The funny thing was, while I was terrified that I had lost the ability to write, I was still writing. During this period I wrote two plays, and both are pretty reflective of my state of mind. The first, Beyond Babylon is a brutal and nihilistic piece of work about the worth of human beings who contribute nothing to society. The second, We Can Work it Out, is about the Beatles. On first glance they couldn’t be further apart, but both scripts deeply explored what I was feeling at the time. Midway through We Can Work It Out, John Lennon delivers a monologue about being terrified that he has lost a certain thrill and excitement in his art, that he no longer has what made it so magical to him. It’s probably one of the most personal and best pieces of writing I’ve ever done, and it’s in the middle of a comedy about the Beatles getting drunk and squabbling.

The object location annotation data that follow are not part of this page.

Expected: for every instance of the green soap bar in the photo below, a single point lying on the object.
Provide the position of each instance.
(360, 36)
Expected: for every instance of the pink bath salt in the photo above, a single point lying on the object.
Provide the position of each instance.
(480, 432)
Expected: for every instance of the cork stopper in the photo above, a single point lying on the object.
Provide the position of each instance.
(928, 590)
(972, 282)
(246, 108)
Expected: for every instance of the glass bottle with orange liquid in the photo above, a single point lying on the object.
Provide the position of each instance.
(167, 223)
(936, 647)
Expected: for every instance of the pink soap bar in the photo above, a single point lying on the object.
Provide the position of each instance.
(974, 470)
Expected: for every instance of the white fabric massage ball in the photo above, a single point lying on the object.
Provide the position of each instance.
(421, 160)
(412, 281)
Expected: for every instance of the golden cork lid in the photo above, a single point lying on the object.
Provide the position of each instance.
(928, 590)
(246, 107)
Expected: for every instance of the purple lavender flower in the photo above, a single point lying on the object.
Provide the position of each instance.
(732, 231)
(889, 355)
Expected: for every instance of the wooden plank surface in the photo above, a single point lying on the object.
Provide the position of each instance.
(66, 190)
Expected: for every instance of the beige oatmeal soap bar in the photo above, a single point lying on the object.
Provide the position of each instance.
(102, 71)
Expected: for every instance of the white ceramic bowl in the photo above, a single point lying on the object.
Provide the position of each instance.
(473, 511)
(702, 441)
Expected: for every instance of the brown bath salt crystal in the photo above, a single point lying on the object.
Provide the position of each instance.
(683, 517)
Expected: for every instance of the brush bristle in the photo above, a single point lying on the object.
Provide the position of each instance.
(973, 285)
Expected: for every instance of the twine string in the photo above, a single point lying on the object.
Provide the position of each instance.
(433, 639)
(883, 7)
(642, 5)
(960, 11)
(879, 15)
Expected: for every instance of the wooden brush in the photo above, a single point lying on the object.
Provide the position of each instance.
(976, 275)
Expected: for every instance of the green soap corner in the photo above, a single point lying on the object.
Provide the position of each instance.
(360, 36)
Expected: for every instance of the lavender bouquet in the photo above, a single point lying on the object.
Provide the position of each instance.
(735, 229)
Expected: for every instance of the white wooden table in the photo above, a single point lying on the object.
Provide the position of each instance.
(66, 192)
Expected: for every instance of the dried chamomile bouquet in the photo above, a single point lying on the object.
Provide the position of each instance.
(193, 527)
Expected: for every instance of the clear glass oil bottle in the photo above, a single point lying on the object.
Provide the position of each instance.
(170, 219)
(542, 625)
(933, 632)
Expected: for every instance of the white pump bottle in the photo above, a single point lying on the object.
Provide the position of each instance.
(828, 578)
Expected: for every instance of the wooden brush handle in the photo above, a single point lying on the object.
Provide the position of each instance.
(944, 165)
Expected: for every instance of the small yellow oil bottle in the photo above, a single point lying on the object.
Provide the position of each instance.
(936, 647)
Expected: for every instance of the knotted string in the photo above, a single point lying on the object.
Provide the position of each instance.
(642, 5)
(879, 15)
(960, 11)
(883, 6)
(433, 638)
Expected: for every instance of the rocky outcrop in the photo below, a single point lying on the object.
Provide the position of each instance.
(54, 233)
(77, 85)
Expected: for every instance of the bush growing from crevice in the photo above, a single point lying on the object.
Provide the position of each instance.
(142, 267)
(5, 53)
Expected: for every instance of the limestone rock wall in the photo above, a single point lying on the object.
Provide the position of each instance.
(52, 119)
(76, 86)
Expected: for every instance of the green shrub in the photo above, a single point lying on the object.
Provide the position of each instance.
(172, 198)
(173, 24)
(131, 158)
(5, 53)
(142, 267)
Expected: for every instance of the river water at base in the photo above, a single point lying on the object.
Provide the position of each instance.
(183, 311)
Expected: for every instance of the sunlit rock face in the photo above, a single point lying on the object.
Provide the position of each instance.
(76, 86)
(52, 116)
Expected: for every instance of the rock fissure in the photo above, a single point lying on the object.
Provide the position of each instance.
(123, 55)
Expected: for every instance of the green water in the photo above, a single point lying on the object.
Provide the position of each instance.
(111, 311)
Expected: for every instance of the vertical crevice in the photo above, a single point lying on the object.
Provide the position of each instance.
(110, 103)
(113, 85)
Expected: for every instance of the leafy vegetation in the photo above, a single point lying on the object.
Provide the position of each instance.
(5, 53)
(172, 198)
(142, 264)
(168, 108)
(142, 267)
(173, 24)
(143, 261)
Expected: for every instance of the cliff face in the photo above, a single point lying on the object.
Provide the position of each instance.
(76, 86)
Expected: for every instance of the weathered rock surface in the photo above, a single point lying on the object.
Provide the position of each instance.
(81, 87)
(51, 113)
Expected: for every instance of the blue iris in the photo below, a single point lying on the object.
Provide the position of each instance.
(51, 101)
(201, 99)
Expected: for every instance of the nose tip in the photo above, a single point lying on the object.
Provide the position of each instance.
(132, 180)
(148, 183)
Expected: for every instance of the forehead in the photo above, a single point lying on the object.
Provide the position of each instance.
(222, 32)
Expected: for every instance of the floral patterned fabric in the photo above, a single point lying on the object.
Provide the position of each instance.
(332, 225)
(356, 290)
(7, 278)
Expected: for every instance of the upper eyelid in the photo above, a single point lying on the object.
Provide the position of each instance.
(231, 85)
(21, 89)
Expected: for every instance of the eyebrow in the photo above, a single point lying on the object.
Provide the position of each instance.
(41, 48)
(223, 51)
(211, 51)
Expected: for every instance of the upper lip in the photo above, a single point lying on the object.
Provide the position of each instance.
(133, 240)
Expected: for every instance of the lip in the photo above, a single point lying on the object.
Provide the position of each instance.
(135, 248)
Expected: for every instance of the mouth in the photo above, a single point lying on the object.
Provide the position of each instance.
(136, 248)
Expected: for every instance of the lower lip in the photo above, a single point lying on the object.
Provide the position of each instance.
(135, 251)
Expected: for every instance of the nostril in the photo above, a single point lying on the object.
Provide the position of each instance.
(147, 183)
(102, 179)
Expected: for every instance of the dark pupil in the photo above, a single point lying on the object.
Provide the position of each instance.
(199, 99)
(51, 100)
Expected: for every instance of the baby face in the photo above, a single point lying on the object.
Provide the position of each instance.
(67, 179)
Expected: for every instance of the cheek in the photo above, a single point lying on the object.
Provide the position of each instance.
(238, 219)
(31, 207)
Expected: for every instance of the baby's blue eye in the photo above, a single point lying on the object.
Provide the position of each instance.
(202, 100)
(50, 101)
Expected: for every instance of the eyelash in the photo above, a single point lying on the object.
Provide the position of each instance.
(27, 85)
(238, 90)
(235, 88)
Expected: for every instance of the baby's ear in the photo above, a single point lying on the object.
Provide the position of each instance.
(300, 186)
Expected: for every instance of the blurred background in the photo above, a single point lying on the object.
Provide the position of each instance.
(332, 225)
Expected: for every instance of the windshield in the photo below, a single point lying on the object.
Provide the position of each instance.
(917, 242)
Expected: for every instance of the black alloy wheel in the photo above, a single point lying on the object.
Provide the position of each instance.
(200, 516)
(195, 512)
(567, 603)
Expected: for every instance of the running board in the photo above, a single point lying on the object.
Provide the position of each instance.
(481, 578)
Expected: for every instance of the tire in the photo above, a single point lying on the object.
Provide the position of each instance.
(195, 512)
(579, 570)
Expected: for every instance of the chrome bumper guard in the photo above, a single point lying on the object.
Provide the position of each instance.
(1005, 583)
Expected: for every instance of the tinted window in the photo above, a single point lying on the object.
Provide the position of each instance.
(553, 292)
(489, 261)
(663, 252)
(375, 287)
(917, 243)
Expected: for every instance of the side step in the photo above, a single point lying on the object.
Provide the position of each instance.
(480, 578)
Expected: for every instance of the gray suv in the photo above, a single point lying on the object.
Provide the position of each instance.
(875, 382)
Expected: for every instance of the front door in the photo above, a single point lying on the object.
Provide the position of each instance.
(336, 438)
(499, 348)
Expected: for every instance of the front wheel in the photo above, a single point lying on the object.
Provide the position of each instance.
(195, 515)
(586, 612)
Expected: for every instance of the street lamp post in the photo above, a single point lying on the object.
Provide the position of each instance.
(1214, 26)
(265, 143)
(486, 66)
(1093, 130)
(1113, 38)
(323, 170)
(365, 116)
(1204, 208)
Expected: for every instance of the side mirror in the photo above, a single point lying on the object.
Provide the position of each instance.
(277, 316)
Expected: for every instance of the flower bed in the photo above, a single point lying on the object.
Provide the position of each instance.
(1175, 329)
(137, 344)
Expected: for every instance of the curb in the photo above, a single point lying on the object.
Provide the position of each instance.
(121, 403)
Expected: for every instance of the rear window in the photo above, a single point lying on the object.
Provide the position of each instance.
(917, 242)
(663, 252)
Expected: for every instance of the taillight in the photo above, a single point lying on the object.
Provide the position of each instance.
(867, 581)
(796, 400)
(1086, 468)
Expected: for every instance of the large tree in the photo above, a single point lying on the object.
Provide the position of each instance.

Lately I’ve been feeling a lot better about things, and my output of work has hardly slowed down, but I’ve been doing a lot of thinking about art, and in particular writing. What is it that makes it so special? When I sit down to watch a play/movie/TV series or read a book, what do I look for? What makes these fictional stories so important to us?
I think art serves four distinct purposes to people. The first is to be relatable; to portray feelings or situations that we as the audience recognise. There is a thrill to seeing characters on screen experiencing the same things we have, and I believe this thrill is the knowledge that we are not alone, the same feeling you get when you talk about your problems with a friend and realise you both have the same concerns. It’s knowing that there are people in the world going through exactly what you are going through, and that can make you feel safe.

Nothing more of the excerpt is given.